Since Sharon became prime minister in March 2001, the army has dismantled 11 outposts, according to Peace Now, an Israeli group monitoring settlement expansion. Of the remainder, 61 were set up during Sharon's tenure and would have to be dismantled quickly under the road map.

Among those slated for removal is Havat Gilad, set up in 2001 and named after a settler killed in a Palestinian shooting attack nearby. A single family lives on the hill, tending to vegetable gardens.

In October, army bulldozers removed two trailers. Over several days, Israeli troops were pitted against hundreds of stone-throwing youths from nearby settlements.

Since then, a large tent and electric light poles have sprung back up. Two barefoot teens shooed reporters away during a recent visit, warning they were trespassing.

Settlers expect many of the outposts to be declared legal retroactively, spokesman Yehoshua Mor-Yosef said.

Indeed, Defense Minister Shaul Mofaz has stopped short of pledging to remove all outposts, saying he is reviewing their legality. The Defense Ministry says a majority of the outposts are extensions of existing settlements.

Yariv Oppenheimer of Peace Now said it's the same tactic used in establishing the first settlements in the 1960s and 1970s.

"This is the scandal behind the outposts," he said. "They're facts on the ground that will become settlements."
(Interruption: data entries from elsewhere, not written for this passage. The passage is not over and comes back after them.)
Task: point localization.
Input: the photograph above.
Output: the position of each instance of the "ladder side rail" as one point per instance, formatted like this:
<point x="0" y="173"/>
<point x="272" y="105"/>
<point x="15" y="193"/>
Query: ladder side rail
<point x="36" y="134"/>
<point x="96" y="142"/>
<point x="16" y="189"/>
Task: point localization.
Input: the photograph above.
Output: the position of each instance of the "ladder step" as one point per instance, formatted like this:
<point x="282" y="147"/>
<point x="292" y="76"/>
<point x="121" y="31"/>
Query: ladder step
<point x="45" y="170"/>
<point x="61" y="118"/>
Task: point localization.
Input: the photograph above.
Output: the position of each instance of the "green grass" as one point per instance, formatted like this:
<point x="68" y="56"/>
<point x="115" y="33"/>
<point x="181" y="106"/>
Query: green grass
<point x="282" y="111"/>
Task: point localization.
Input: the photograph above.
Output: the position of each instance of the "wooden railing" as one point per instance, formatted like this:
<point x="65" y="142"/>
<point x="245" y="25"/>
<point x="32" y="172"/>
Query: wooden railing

Harder than removing Havat Gilad will be tearing down the some 150 larger settlement communities where 215,000 people live.
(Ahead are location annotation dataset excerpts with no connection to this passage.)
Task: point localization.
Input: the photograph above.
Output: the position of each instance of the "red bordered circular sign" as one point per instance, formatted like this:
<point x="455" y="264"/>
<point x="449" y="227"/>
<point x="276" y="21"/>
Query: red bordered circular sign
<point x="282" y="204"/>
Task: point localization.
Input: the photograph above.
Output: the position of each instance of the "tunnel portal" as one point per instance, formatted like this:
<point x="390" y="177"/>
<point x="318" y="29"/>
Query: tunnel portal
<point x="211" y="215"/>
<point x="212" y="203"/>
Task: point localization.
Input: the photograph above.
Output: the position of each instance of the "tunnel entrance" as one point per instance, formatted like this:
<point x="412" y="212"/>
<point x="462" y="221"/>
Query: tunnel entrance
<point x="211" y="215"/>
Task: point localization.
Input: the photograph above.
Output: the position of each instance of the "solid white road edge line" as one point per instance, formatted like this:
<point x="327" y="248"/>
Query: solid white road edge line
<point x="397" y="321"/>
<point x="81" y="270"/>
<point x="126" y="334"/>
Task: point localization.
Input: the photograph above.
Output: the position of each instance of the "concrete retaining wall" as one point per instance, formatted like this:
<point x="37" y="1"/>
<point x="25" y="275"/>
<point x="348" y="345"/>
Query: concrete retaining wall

Some are near the Israel-West Bank border, and could perhaps be incorporated into Israel as part of a peace settlement that includes slight border changes.

But others greatly complicate any effort to draw a border. Ariel, which grew from a cluster of canvas tents and trailers to a sprawling town of 18,000, is deep in the northern West Bank.

The second-largest town in the West Bank, Ariel boasts tree-lined boulevards and a college of 8,000 students. There's a 100-room hotel, seven schools, a sports complex, a cultural center, a library, an industrial park that provides 6,000 jobs, a science park complete with nuclear accelerator, shopping centers and a retirement village. A 580-seat performing arts center is going up.

There are many draws: a new highway cuts the 30-mile commute to Tel Aviv to a half hour. Cheaper, government-subsidized housing means a two-bedroom apartment costs just $70,000. The Education Ministry has declared Ariel's schools the best in Israel.

At Ariel's local government offices, one can get a passport or a driver's license.

"There was nothing here," said Mayor Ron Nachman, who set up tents on the desert hill 25 years ago. "Only donkeys climbed these mountains, and we built a city."

Now, he said, "No one can move us, no one. And they (the Palestinians) know it."

Further east, 160 families live in Shilo, alongside the main highway connecting the Palestinian cities of Nablus, Ramallah, Bethlehem and Hebron.

Many Shilo residents are motivated by a religious attachment to the biblical land: it is built near what is believed to be the site of the Tabernacle, a Jewish temple that housed the Ark of the Covenant more than 3,000 years ago.

Ruth Cropp, 56, an observant Jew who has lived in Shilo with her husband, Peter, for 11 years, says she cannot leave a place of such spiritual significance.

"If they take that away from us, they'll destroy us," she said.